I drop my kit on the table and move to his side. “Easy. Look at me.”
He does. His eyes are wide, his nostrils flared.
“Count with me. In for four. Out for six. Ready?”
He nods. I count. He follows, and slowly—too slowly—his breathing deepens, and the blue fades from his mouth. I keep my hand on his shoulder the whole time, feeling the muscles unlock one by one as his body remembers how to do this on its own.
It takes twenty minutes to get him stable.
Another ten to check his ribs, his lungs, his oxygen.
The drugs they pumped into him at the facility are still in his system, still settling into places they shouldn’t be, and his lungs are taking the worst of it.
By the time I’m satisfied he’s not going to collapse, twilight is settling in.
“Stay with him,” I tell Cameron. “If his breathing changes, come find me.”
Cameron nods.
I gather my supplies and head back toward the locked room. The corridor is quiet. The compound has settled into the lull between afternoon work and dinner—footsteps in the yard, the distant sound of water being drawn, parents calling their children in.
I’m halfway back to his corridor when I hear it.
Wood splintering. Low. Controlled. The sound of a door frame giving way under pressure that didn’t stop.
Shit!
I run.
Not fast enough.
The door is open.
Not kicked in.
The frame around the lock has cracked clean through, the wood split in a long vertical line where pressure found the weakest point and kept going. Splinters on the floorboards. The lock still in one piece, still turned, hanging uselessly in the broken jamb.
For one stupid second, my healer’s mind notices the wrong thing.
Control.
This wasn’t a blind charge. He didn’t tear through the whole door. He worked the frame until it gave.
The cot is shoved against the wall.

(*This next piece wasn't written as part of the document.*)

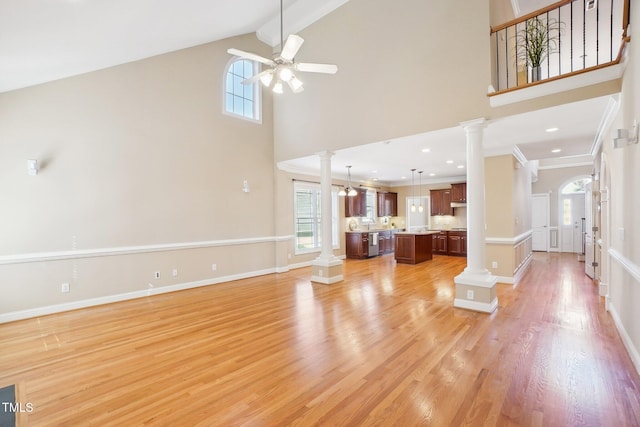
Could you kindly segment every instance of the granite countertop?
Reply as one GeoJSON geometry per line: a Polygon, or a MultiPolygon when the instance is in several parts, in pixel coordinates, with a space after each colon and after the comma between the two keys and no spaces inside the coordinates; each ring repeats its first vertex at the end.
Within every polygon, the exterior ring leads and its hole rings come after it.
{"type": "Polygon", "coordinates": [[[379,233],[381,231],[401,232],[404,228],[372,228],[371,230],[346,230],[347,233],[379,233]]]}
{"type": "Polygon", "coordinates": [[[438,234],[440,230],[425,230],[425,231],[399,231],[396,234],[415,234],[416,236],[420,236],[423,234],[438,234]]]}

The blanket is on the floor.
My journal is still on the table beside the bed.
He’s gone.
Fuck, fuck, fuck.
I step into the corridor and listen.
The compound is still, but it feels different this time. Not the comfortable quiet of evening settling in. The silence you feel before something goes wrong.
Very wrong.
Then footsteps.
Heavy. Uneven.
Coming from the east wing.
I’m halfway down the corridor when the scream reaches me.